Everything Out in the Open.

In a healthy marriage, both parties should never feel as though they have anything to hide from each other.

To achieve this, the foundation of Love and Trust must first be built. That alone will begin to breed an atmosphere of a ‘judgement-free zone’, and will inevitably compel each other to be vulnerable with everything.

Practically speaking, a great start to a healthy, vulnerable marriage is to share your passwords to your respective social media accounts with each other.

Another is to leave your phones out in the open when you’re at home. Share your lock combination with each other if you have one (the only reason why I have one on my phone is so my kids don’t rack up thousands of dollars worth of in-app purchases!).

The respect that you have for each other is a two way street when it comes to these practices. If you feel like you have to hide anything from your spouse, especially when it comes down to messages, phone calls, and social media connections, then you need to talk about it. Regardless of if you’re participating in ill-intentioned activities or you’re not, the message you’re sending to your spouse is that you do not trust them with all your heart.

Another point that’s worth mentioning is that this is not intended to encourage ‘snooping’ or ‘spying’ on each other. That activity also indicates that there is a lack of trust.

When you leave ‘everything out in the open’, you’ll start to see additional benefits to your marriage. You’ll become less reliant on checking your phone every ten seconds, and you’ll actually be able to enjoy hanging out with each other with no distractions. This will also inevitably help build the foundation of Love and Trust.

Be Open and Clear About Boundaries and Expectations.

Clear, concise communication is a running theme here. Talk to each other.

If there are ever any red flags, or to be frank, if something just bothers you, talk about it. There’s no sense in letting something go on until you’re at a breaking point because you don’t want to offend your spouse. If your spouse loves you, truly loves you, he/she should make you feel as though you can tell him/her anything.

If you recognize you may start to have an issue, personally, or if your spouse recognizes a potential issue with social media, then it might be time to consider deleting your account. Your Facebook profile is not worth the potential threat to your marriage.

Every message I receive from the opposite sex is relayed to my wife, regardless of the content. My wife has never required me to do that, but I do that because I love her, and I have nothing to hide. She appreciates that because it isn’t required… Make sense?

You’re a team. Nobody should ever control the other. Come up with a strategy that is mutually beneficial for both of you.

Don’t Share Everything About Your Relationship to the Public.

Just don’t.

Your marriage is simply that: Your marriage. Nobody else needs to know about every little thing that happens within your marriage, especially if you just got done arguing about something. If you feel like you need to run to social media because you can’t deal with issues as a team, then you need to consider talking to your Priest or a professional marriage consultant that you both trust together.

Constantly running to someone else, or worse, a group of people without the consent of your spouse can lead to that feeling of separation, or emotional removal from each other.

Remember, you’re in this together, for better or for worse.

Beyond the potential arguments that occur within your marriage, you should also be able to keep some of the ‘date nights’, and other special moments you share with your spouse, as ‘just between us’ moments.

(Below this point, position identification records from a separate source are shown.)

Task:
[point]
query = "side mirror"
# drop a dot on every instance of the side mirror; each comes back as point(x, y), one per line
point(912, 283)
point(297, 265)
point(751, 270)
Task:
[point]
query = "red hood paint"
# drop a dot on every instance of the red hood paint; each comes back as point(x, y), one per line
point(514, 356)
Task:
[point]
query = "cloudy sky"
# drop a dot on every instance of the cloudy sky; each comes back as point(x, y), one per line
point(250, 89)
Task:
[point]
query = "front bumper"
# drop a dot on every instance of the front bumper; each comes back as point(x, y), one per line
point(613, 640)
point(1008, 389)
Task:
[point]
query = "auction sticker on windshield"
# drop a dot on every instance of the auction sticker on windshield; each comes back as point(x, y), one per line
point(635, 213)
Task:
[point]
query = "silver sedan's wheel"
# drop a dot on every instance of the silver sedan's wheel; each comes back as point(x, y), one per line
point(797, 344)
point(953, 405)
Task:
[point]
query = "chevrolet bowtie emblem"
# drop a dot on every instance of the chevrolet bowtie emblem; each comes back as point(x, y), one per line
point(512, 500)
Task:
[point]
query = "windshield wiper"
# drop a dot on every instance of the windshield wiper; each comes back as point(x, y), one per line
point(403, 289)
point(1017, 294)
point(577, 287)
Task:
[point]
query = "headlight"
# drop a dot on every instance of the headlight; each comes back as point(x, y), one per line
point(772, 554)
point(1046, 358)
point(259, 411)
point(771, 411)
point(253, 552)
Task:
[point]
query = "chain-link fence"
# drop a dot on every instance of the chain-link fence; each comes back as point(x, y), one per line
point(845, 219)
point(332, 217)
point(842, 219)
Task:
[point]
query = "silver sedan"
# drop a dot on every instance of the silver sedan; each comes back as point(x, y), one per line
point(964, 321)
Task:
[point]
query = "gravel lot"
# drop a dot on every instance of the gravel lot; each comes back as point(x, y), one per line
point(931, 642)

Before the age of social media, there were no ‘selfies’ at the movie theater, or the ‘plate of food’ photos posted for all to see. Those were intimate moments shared exclusively between husband and wife.

Having those ‘just between us’ moments can also help with deeper levels of intimacy – physically and emotionally.

All in all, you just have to find out what’s best for you as a couple. Pray about these things with each other. Consult those that you trust who have ‘been there and done that’, and appear to have a strong and healthy marriage.